Many artists have fought the sands of time only to be buried miles under it and dusted off of the memory like specks of dirt from bookshelves. But Coco Chanel was a lady of her own agency, which many women of her time neither had the courage or privilege to possess and refused to resign to a similar fate. Her legacy is now timeless because she didn’t view fashion as mere drapes around the body but as both an agent and enabler of women’s liberation. Moreover, her inventions were equal parts memoirs of a “boyish” and independent woman who imbued her own lifestyle ideas into them, much like what Chanel No 5 smells like.

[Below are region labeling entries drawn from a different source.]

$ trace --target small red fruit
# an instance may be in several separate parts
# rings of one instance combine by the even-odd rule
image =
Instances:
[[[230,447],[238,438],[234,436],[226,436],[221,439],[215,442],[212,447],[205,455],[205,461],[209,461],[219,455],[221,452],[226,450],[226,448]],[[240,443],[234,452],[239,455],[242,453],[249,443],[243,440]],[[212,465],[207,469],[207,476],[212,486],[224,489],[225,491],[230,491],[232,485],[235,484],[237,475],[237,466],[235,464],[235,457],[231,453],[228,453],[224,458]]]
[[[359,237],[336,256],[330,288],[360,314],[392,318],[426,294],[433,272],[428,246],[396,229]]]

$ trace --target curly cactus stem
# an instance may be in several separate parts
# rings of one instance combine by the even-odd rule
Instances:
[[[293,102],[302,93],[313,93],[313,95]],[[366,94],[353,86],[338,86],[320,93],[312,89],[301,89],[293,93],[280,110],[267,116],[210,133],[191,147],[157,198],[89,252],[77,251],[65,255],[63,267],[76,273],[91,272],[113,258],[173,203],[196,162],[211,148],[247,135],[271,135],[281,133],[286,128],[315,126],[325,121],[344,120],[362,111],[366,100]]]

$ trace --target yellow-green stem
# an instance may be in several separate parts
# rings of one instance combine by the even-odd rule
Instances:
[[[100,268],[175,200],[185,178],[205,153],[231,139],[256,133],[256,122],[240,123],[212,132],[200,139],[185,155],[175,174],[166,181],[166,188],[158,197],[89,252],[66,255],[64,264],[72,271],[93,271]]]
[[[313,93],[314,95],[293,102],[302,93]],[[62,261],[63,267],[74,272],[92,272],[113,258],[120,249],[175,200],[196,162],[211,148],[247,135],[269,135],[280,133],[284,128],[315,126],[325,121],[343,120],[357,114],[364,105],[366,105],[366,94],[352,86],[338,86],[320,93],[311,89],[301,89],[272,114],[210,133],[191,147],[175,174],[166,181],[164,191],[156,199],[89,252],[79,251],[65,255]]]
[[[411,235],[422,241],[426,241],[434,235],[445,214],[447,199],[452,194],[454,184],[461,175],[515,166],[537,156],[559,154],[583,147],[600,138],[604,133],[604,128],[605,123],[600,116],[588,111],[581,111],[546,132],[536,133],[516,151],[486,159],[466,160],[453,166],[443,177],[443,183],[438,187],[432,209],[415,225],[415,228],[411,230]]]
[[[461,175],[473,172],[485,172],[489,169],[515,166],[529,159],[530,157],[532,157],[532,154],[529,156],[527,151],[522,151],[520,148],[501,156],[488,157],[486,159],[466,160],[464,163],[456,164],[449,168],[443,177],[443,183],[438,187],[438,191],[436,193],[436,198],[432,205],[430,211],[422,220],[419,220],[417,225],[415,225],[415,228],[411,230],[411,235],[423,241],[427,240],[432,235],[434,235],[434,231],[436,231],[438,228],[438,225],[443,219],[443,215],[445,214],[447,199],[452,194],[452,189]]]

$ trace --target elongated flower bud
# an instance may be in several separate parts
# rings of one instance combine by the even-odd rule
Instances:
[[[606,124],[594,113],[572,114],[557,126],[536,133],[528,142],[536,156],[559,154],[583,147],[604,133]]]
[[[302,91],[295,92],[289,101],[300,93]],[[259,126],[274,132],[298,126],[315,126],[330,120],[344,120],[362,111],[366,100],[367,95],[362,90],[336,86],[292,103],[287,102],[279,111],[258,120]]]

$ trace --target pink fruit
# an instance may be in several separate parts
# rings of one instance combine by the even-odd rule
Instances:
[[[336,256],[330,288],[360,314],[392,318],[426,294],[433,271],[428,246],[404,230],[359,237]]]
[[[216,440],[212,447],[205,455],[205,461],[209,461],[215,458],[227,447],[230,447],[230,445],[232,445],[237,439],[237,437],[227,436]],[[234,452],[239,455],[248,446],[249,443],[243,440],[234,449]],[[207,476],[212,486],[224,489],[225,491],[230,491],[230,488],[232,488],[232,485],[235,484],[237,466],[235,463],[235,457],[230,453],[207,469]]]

Chanel No. 5 which remains a bestseller worldwide was nothing short of a revolution in the making, which was undertaken in 1921 when Coco Chanel set out to make “a woman's perfume, with a woman's scent.” And I use the word ‘revolution’ with caution as before Chanel No 5, our label-loving society only considered single garden fragrances as respectable whereas other musks and jasmine scents were associated with promiscuity. Chanel aspired to create a new type of fresh fragrance that imbued the very spirit of feminine energy and stumbled upon Ernst Beaux the “nose” of the Spanish Royal family. Beaux took up the challenge and gave 20-24 samples to Coco Chanel who picked the number 5 out of them, unintentionally also christening the perfume.



It wasn’t wishful thinking that Chanel No. 5 would be rampantly famous but Chanel put it to experiment by spraying it around the tables of a popular restaurant. Of course, every woman stopped and asked about the fragrance because you see, it wasn’t a single-floral tone but had jasmine, rose, vanilla, sandalwood, and an accidentally huge amount of aldehyde. After that, Chanel being the visionary she is, marketed it in “an invisible bottle” which emulated the shape of a diamond and became endorsed by Marilyn Monroe at her prime followed by Suzy Parker, Candice Bergen, Lauren Hutton, and Nicole Kidman. Years later, the saccharine fragrance became an agent of blurring the lines between femininity and masculinity when Brad Pitt endorsed it. The tale of Chanel No. 5 isn't just one of a mysterious, fresh fragrance curated for the flapper girls but marks the perennial legacy of a woman who challenged the norms and used fashion as a weapon to shun parochial views.